Complacency is indeed far worse.  Complacency says: “I believe in God.”  Complacency says: “I believe in Jesus.”  Complacency says: “I read my Bible and pray.”  And then complacency refuses to allow the Word of God to take hold of one’s life.  Complacency allows everything else to take precedence over being present with God.  Complacency cannot even be bothered to gather where God miraculously comes in the flesh for the forgiveness of sins.  Complacency lacks even the yearning to be where one’s Lord and one’s God are, lacking the motivation to see, to hear, and to touch God in the flesh.

Dear friends, let us not be complacent.  If you have doubts, welcome to the human race.  Welcome to the Lord’s Church, where the incredible Gospel is credibly preached and the incredible gift of the forgiveness of sins is credibly offered freely.  And also welcome to the Lord’s altar, where the doubts and fears and anxieties and troubles of this fallen world melt away in the very same flesh and blood revealed to St. Thomas!  And before this altar we offer our own incredible creed: “I believe…”  Bring your doubts to this altar, and bring your faith from this altar.

For we have the opportunity to see the risen Christ in His flesh and blood and to confess: “My Lord and my God!” with St. Thomas and with all the saints of every time and place.  We can come to this altar again and again, this place raised above the fallen ground, this place where our Lord comes to us in His flesh and blood for the forgiveness of sins, giving us eternal life.  And as we kneel around this altar, week in and week out, we receive the Lord’s body and blood into our own body and blood, for the strengthening of our faith, and for the powerful communion we have with our brothers and sisters and with our very God Himself!

“My Lord and my God!”

St. Thomas believed, and the Lord said: “Blessed are those who have not seen and yet have believed.”

Following this encounter with the risen Jesus, St. Thomas was to have many other encounters: serving at altars around the world in the holy ministry, celebrating Holy Communion, preaching, teaching, baptizing, and absolving sins.  St.
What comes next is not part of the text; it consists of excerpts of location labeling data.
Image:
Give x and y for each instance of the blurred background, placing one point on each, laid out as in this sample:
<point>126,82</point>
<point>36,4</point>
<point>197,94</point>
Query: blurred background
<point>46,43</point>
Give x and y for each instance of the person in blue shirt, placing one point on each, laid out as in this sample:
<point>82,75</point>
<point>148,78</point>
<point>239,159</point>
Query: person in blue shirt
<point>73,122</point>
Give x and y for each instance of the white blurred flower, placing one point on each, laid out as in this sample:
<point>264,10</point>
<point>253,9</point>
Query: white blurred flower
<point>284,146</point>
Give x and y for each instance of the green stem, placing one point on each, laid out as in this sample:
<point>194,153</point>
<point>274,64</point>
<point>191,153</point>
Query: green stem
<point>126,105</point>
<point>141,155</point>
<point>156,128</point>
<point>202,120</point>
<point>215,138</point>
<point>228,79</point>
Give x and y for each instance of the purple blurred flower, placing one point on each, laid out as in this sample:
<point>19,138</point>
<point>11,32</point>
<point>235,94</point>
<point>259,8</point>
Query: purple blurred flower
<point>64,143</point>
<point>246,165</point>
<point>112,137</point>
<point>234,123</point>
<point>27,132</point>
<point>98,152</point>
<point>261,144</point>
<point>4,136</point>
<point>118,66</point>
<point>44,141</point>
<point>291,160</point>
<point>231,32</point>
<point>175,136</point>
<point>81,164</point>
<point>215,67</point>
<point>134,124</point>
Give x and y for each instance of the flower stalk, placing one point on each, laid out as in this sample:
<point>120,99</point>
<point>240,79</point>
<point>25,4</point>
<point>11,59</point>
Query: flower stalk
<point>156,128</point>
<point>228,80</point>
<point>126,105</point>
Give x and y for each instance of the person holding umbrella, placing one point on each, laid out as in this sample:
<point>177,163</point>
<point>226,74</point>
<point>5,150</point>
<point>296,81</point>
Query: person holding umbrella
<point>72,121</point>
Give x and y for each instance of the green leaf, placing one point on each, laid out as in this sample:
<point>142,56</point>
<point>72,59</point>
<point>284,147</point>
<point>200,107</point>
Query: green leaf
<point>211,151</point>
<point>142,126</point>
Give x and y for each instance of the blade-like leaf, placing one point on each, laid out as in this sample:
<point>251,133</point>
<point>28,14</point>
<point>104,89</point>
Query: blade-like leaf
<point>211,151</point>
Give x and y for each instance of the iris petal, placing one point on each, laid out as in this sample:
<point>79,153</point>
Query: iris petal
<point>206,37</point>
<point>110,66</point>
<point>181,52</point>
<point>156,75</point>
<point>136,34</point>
Thomas spread the Gospel even in India, where the evidences of his ministry are all over the place – most of all in the body of Christ that is still there to this day: the Christian Church in India, believers who likewise confess Jesus as “my Lord and my God!”

St. Thomas’s doubts were resolved not by memorizing the catechism or studying doctrine (both of which are good things to do, but do not give one faith).  St. Thomas’s doubts were scattered like the gloom of night when the risen sun bursts over the horizon as the risen Son of God revealed Himself in space and time, in flesh and blood, in Word and Sacrament.  And this same gracious invitation is offered to us, dear friends, even now twenty centuries later. 

The same risen Christ says to us: “take, eat… take drink.”  The same risen Christ says: “I forgive you all your sins.”  The same risen Christ continues to baptize, forgive, restore, heal, repair, and bring life from death and light from darkness.

The same risen Christ continues to say: “Peace be with you” – coming to those who are willing to expose their dark doubts to the light of His glorious presence – a Light that overcomes the darkness and brings cool doubt into a burning faith, bearing the Light of Christ, chasing away the darkness, and drawing all who are drawn to that light to believe.

Dear friends, we may be mourning the loss of loved ones, we may be confused about what lies ahead in our lives and in the lives of our fellow believers, and we may even feel left out of the kind of faith that others seem to have.  If so, dear brothers and sisters, we have a patron saint in Thomas the Apostle.  He has shown us how to receive Christ – even in doubt.  Come into the Lord’s presence!  Let the Lord speak to you!  Allow yourself to be drawn to the Light of the body and blood of Him who is the “light of the world,” the “light no darkness can overcome.”  Let us join Believing Thomas in his confession, in our confession, in the church’s confession, in the one life-giving confession of Jesus Christ as “My Lord and My God!”


In the name of the Father and of the + Son and of the Holy Spirit.  Amen.